HostingCon 2009
On August 10 – 12 I attended HostingCon 2009 in Washington D.C. It was a great show and below are some of my observations from the week.
On Wednesday I did a presentation called Microsoft Virtualization to deliver Cloud Services. There were 40+ attendees, which was very good attendance for the show. The session focused on:
- New availability of Hyper V in Windows Server 2008 R2 and installation experience of the upgrade
- Availability of bits for Windows Server 2008 R2 on SPLA
- Delivery of Dynamic Data Center and deployment and go to market options
- Cross platform support in SCVMM
- SPLA pricing of Windows Server 2008 R2 (outsourcing/non-out sourcing)
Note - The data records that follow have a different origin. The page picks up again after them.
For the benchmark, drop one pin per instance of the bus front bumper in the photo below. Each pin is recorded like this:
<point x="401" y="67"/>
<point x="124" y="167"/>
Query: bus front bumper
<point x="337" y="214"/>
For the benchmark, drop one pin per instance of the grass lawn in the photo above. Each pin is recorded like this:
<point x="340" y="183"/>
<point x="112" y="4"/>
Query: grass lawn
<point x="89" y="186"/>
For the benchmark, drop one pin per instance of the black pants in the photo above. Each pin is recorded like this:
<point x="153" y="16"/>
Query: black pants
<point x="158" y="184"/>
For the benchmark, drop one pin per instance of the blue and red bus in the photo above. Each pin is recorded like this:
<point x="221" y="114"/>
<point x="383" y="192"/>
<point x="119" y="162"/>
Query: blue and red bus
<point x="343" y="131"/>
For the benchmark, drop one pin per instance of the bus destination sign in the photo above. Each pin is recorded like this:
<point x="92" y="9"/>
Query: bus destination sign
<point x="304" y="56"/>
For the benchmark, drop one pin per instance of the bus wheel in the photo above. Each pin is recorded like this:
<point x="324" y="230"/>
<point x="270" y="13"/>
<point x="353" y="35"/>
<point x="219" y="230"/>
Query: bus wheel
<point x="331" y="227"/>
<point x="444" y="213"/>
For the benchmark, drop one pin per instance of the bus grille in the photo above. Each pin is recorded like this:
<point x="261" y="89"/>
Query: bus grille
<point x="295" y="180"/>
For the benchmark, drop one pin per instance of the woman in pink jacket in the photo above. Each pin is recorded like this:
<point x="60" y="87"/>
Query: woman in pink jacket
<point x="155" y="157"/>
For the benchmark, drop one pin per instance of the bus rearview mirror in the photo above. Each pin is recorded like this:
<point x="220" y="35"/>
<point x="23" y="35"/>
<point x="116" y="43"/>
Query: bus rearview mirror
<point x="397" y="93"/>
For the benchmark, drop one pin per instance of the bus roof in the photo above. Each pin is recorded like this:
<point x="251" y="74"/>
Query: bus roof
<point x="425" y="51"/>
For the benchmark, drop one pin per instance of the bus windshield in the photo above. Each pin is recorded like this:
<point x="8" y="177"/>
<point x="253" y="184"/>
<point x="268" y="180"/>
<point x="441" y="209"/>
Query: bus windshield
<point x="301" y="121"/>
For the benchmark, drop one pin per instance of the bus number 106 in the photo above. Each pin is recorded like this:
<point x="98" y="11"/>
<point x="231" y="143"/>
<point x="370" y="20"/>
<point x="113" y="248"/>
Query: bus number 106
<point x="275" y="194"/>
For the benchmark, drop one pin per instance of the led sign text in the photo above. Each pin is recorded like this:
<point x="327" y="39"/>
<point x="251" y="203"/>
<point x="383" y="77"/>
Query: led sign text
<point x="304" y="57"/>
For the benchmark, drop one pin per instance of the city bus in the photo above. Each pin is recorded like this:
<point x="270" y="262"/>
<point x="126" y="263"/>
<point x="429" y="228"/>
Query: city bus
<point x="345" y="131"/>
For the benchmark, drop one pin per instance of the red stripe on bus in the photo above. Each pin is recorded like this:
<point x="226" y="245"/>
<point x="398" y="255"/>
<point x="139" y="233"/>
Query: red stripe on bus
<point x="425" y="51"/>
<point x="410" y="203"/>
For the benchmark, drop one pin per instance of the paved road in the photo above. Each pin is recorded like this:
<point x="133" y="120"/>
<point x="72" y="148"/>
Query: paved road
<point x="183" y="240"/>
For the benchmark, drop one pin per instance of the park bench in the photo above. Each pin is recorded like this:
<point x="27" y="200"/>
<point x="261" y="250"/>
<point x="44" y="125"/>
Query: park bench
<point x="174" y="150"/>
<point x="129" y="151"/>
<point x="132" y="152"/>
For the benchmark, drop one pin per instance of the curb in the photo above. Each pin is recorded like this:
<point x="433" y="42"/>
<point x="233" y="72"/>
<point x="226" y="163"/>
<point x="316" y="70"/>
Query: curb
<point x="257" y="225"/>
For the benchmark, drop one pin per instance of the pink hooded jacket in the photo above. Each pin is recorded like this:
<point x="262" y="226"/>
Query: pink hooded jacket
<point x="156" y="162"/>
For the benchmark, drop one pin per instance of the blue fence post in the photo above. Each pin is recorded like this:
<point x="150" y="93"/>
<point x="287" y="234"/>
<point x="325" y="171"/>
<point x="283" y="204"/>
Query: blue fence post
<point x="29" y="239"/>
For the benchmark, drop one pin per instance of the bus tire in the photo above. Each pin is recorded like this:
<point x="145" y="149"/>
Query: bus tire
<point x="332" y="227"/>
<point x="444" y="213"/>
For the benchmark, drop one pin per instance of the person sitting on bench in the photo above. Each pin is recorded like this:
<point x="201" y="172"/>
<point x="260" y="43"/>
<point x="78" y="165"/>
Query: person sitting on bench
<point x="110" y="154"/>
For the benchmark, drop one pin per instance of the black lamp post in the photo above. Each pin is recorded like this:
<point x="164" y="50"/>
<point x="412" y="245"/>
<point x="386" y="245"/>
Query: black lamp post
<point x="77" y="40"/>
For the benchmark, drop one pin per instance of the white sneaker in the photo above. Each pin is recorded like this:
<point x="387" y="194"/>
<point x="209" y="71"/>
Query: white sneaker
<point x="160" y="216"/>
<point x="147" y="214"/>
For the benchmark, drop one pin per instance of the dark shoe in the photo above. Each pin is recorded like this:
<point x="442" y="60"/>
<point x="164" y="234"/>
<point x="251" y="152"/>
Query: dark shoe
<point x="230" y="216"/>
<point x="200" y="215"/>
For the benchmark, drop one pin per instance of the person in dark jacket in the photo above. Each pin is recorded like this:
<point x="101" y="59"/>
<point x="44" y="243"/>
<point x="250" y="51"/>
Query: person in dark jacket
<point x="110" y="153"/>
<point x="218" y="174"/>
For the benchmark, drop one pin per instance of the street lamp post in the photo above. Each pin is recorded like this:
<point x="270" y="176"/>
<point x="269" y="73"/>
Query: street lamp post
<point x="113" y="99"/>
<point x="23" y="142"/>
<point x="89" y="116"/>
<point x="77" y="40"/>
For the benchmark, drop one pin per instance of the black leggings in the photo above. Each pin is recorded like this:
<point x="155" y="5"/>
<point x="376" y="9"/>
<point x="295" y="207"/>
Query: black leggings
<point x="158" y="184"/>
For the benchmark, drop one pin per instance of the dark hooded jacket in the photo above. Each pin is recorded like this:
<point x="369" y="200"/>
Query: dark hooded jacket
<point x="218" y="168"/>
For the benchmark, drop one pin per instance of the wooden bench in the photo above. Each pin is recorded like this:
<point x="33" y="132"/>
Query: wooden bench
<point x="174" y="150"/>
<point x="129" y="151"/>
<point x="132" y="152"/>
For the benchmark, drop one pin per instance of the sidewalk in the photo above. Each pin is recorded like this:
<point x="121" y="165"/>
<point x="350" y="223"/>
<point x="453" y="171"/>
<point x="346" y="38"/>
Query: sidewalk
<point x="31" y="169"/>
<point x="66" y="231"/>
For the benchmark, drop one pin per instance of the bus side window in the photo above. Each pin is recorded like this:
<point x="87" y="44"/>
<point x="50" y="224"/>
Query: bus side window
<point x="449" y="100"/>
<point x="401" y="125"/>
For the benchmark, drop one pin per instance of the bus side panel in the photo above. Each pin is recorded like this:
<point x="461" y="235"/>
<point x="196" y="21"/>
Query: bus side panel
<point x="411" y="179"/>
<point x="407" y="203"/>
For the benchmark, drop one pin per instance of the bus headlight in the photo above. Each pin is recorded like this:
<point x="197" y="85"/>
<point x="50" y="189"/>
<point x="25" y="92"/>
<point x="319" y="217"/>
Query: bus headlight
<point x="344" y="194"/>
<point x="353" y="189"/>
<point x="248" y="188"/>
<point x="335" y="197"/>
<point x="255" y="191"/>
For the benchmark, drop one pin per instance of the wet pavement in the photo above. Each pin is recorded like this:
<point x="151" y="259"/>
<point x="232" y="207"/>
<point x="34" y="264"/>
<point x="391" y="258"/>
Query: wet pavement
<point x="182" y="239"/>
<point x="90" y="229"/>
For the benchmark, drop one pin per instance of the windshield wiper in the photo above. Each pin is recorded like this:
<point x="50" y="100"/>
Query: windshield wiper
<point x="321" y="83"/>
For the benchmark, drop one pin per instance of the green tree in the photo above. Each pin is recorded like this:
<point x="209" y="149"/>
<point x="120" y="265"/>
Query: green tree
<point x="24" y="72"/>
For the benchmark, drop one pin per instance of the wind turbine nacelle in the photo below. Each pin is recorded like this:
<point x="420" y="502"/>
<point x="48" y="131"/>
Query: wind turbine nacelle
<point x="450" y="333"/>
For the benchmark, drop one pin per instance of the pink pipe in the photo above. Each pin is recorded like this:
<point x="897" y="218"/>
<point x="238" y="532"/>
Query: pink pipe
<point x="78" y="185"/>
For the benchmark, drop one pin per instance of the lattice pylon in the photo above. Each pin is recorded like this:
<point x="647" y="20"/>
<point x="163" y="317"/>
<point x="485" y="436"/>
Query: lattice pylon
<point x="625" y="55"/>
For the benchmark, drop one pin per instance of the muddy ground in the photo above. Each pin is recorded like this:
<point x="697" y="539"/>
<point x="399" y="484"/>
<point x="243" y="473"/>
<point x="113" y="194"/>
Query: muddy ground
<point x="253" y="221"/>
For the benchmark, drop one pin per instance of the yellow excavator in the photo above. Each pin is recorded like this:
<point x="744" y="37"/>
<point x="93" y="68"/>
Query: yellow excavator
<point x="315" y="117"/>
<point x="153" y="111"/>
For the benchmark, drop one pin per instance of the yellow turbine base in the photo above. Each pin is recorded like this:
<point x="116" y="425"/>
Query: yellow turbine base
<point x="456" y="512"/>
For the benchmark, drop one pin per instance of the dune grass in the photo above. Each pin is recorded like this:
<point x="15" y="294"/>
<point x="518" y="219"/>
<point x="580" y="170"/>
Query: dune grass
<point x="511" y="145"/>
Virtualization was one the key themes from the show and on Tuesday, Zane Adam from Microsoft also presented a key note called Virtualization: Enabling Hosting Providers to be successful in the New era of Software + Services. Zane made some really good points I thought would be worth sharing. He stressed that it’s important for hosters to differentiate themselves based on the services they offer, not just on cost, and that it’s imperative for leading edge hosters to never have any downtime. He also noted that the next big thing is elastic computing, the ability to add capacity on demand.
One of the biggest draws at HostingCon this year was the Cloud Computing panel, with Zane Adam of Microsoft, as well as representatives from Google, SalesForce.com, and Rackspace. Zane talked about Azure and the emerging partner opportunity and power of choice to allow hosters to differentiate with a rich, powerful cloud offering based on the Dynamic Data Center Toolkit, and another major point was that Microsoft supports Linux today and will support Red Hat VMs on Windows Server 2008 Hyper-V. Google stressed that the consumer and business flexibility are key priorities. I found it a little surprising that SalesForce had some skepticism of the differentiation between private and public clouds. Overall, everyone agreed that multi-tenant architecture is key for cloud computing.